As the cellular components mediating adaptive immunity are subject to circadian regulation, effective activation of a response to vaccination may also be under the control of the clock (Fig. 2). Effective induction of memory cell development in response to antigen treatment is more likely to occur if the cells involved are numerous and located in close proximity to necessary interacting factors. Response magnitude over several weeks correlates with the population size of naive CD4+ cells, meaning activation of more cells can result in a stronger response.33 Several studies have now found evidence that both T cell and B cell responses to vaccination vary with time of day, although some discrepancy exists between the optimal time for inoculation in different experimental models. Injection of DCs loaded with ovalbumin (OVA) into mice at ZT6 or ZT18, followed by quantification of the number of OVA‐specific induced memory T cells 7 days later, found that around twice as many CD8+ cells were found in the spleen following daytime injection.21 The proportion of these cells that were activated and producing interferon‐γ was also increased. More recent experiments have found that both follicular T helper cells and germinal centre B cells appear to be induced more strongly by night‐time (active phase) immunization protocols. Intradermal immunization of mice with a soluble antigen at ZT5 or ZT17 found antigen‐specific antibody titres to be higher in the weeks following treatment at ZT17, and also resulted in higher germinal centre B‐cell and follicular T helper cell numbers in lymph nodes after 1–2 weeks.34 Similar results were found following immunization of mice with OVA at either ZT4 or ZT16.35 In both cases, one mechanism of circadian regulation may be modulation of the signalling environment. Suzuki et al. found that the differential response in their system was dependent upon intact adrenergic enervation and could be abrogated by depletion of peripheral adrenergic nerves with 6‐hydroxydopamine or knockout of the β 2‐adrenergic receptor. The circadian differential effect seen in response to OVA immunization by Shimba et al. was impaired by CD4+ cell‐specific knockout of the glucocorticoid receptor, which also seemed to regulate differentiation of naive T cells into Th1 and Th2 memory T cell subsets.35

Figure 2.

Figure 2

Circadian regulation of immunization efficacy. Vaccination efficacy depends upon how well T cells are activated by antigen‐presenting cells (APCs) following exposure to the target antigen. Activation occurs when the target antigen is presented to a T cell expressing an appropriate recognition receptor in complex with the MHCII receptor and secondary signalling via CD28 and CD80/86. Oscillatory changes in the signals driving cell migration to the lymph nodes result in circadian differences in the number of T cells and APCs present during active and rest phases of the day, meaning such interactions are more or less likely to occur effectively. When effective activation occurs, it results in the proliferation of helper (CD4+) T cells, stimulation of a specific adaptive response by T cells and B cells, and the production of memory cells to protect against future infection.

Innate immunity interacts with adaptive immunity in a number of ways, including through PRR‐mediated up‐regulation of components needed for efficient antigen presentation and recognition.36 This effect can be harnessed to improve vaccine efficacy. The most notable method of doing this is by including an innate immunity potentiator as an adjuvant in the vaccine preparation.37 Toll‐like receptor 9 (TLR9), a PRR expressed by innate immune cells that recognizes viral and bacterial DNA including CpG oligodeoxynucleotides, is under circadian regulation and can act as an adjuvant to enhance adaptive immune responses.38 Mice immunized with OVA in combination with CpG oligodeoxynucleotides (to activate TLR9) at either ZT7 or ZT19 showed enhanced lymphocyte proliferation 4 weeks later if immunization occurred at ZT19. Interferon‐γ production was also increased. This effect was specific to TLR9‐activating ligands.
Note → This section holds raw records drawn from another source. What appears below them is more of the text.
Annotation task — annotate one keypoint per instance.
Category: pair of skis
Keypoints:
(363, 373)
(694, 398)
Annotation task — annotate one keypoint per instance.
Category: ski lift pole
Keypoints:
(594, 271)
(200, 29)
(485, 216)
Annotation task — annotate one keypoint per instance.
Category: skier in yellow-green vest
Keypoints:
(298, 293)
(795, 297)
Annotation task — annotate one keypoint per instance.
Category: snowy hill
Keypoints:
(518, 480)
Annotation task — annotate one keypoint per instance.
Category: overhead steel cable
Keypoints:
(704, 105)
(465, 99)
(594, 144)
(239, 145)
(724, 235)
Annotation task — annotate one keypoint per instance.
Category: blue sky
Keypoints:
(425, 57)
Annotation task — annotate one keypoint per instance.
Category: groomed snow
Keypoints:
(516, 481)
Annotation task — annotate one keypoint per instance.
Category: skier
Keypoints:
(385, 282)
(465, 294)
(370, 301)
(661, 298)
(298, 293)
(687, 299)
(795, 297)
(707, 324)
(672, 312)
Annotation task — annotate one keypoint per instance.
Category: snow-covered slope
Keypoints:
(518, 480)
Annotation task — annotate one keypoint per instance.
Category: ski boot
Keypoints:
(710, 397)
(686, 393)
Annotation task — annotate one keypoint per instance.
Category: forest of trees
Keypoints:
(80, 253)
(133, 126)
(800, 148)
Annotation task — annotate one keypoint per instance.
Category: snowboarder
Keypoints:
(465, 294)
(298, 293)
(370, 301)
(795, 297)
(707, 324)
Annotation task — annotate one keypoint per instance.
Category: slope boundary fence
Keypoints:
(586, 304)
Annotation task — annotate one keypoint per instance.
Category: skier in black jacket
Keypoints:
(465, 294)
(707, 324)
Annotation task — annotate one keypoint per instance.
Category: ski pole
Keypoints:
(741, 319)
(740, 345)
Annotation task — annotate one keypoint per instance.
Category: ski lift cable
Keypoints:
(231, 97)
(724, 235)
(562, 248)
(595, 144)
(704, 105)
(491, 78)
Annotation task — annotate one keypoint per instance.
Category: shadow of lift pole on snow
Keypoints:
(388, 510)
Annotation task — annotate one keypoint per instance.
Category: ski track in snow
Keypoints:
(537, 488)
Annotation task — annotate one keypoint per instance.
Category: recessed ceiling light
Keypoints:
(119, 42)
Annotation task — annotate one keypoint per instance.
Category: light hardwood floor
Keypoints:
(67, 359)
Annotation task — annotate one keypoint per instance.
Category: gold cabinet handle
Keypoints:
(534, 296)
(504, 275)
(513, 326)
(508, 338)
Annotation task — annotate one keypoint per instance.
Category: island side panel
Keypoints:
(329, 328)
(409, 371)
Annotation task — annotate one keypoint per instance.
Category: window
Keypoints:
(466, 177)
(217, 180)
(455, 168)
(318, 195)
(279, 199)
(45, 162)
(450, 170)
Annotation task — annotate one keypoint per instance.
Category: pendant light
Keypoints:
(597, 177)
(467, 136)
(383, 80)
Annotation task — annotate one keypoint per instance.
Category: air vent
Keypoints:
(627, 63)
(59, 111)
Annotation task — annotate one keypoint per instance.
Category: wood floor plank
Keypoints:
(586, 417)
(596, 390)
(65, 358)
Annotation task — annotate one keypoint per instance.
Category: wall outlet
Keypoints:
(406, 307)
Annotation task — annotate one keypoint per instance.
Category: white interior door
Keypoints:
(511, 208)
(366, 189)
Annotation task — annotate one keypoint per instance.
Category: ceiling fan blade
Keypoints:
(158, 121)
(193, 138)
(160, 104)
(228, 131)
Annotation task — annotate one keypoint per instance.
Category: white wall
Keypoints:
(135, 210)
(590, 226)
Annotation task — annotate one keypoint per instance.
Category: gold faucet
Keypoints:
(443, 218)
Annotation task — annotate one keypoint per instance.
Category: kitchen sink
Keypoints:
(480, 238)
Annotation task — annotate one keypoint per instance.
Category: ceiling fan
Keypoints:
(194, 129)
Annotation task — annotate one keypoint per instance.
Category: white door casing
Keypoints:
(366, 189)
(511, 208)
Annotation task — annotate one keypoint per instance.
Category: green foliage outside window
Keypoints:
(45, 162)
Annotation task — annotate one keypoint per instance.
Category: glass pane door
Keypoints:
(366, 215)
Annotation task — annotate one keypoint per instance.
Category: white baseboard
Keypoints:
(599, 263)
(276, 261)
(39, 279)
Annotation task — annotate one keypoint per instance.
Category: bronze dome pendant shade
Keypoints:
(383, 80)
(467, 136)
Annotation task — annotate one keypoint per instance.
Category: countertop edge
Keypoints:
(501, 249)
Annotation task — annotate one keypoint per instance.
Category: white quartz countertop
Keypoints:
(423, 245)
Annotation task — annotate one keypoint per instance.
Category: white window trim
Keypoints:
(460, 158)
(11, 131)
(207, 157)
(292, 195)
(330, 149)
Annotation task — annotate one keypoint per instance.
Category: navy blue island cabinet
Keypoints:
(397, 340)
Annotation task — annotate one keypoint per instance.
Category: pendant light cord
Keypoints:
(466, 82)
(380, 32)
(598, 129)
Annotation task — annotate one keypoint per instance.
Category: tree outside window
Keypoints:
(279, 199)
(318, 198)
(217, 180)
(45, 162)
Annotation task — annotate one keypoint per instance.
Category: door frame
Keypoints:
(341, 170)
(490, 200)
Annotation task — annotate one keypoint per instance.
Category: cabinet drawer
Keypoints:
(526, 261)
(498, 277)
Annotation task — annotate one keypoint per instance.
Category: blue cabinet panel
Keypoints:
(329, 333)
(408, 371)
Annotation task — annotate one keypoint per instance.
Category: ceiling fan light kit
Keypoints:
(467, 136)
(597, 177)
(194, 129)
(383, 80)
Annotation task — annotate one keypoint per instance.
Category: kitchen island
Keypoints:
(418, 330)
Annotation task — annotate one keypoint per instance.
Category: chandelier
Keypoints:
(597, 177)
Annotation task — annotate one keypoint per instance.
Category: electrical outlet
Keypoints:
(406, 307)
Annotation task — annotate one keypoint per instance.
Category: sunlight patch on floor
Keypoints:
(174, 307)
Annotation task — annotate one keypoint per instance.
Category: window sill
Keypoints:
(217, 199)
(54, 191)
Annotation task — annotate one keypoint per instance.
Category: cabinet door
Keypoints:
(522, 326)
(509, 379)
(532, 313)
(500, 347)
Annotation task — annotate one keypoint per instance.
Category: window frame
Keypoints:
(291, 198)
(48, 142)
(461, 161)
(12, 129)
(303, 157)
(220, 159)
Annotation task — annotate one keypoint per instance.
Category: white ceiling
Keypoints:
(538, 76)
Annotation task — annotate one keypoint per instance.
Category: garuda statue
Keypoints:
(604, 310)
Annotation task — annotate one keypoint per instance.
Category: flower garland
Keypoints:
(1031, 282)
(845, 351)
These differences in vaccine response, even weeks after administration, have implications for efficacy and best clinical practice but remain relatively unstudied. The majority of the mouse studies discussed find enhanced adaptive immune responses to vaccination when administered during the early/mid active phase for mice (dark phase; ZT16 to ZT19, depending upon study). This would correspond to immunization of human participants in the morning. To date, few formal clinical trials have compared the benefits of morning verses afternoon vaccine administration in humans. One study has suggested that antibody titre is increased by around twofold when measured 4 weeks after influenza vaccination or hepatitis A vaccination administered in the morning compared with the afternoon, but only for some groups of participants.39 A larger trial conducted on adults aged 65 years or older also found increased antibody titre 1 month after influenza vaccination when it was administered during a morning clinic compared with an afternoon clinic;40 cortisol level was higher in blood samples taken at the time of morning vaccination, highlighting at least one potential source of difference between vaccination conditions. Several studies have found reduced vaccination efficacy in individuals suffering from chronic insomnia41 and those subjected to sleep deprivation protocols,42 and a number of immune parameters show sleep‐dependent circadian oscillation.43 This further supports the idea that the interaction of the clock with immune response may modulate the induction of an adaptive response, and suggests clinical considerations for optimizing vaccination efficacy.

Parasites and the clock

Parasite infections stimulate multiple immune defence mechanisms, both antibody‐ and cell‐mediated. Antigen‐presenting cells detect the presence of parasites, mediated via PRRs. This early event shapes the phenotype of the adaptive immune response, driving CD4+ cells to mature into different subtypes (see Fig. 1). These subtypes (Th1, Th2, Th17, regulatory T, Th9 and Th22) secrete different networks of cytokines, to allow effective resolution of disease. For example, in the case of the gastrointestinal helminth Trichuris, effective expulsion from the host relies on polarization of CD4+ T cells towards a Th2 immune response, promoting production of parasite‐specific IgG1. Recent work has implicated the involvement of the circadian clock within DCs to drive T cell polarization in the most appropriate direction.44

Hopwood and colleagues described how the time of day at which a mouse is inoculated with Trichuris muris eggs affects antigen production and efficiency of expulsion several weeks later. Inoculation at ZT0 was associated with higher circulating levels of parasite‐specific IgG1 and interleukin‐13 (IL‐13) (typical markers of a Th2 response) and more rapid expulsion. Inoculation at ZT12 resulted in slower expulsion and a higher worm burden. Deletion of Bmal1 in CD11c+ DCs rendered them arrhythmic and resulted in loss of circadian control over expulsion kinetics, suggesting a critical role for the DC clock in polarizing T cells. RNA‐seq data from circadian synchronized DCs stimulated with parasite antigen identified time‐of‐day differences between the expression of genes associated with Th1 polarization (Il12b and Tnfsf15). These pathways were down‐regulated in the absence of Bmal1, suggesting that BMAL1 may be critical for the establishment of DC‐derived Th1‐promoting cytokines.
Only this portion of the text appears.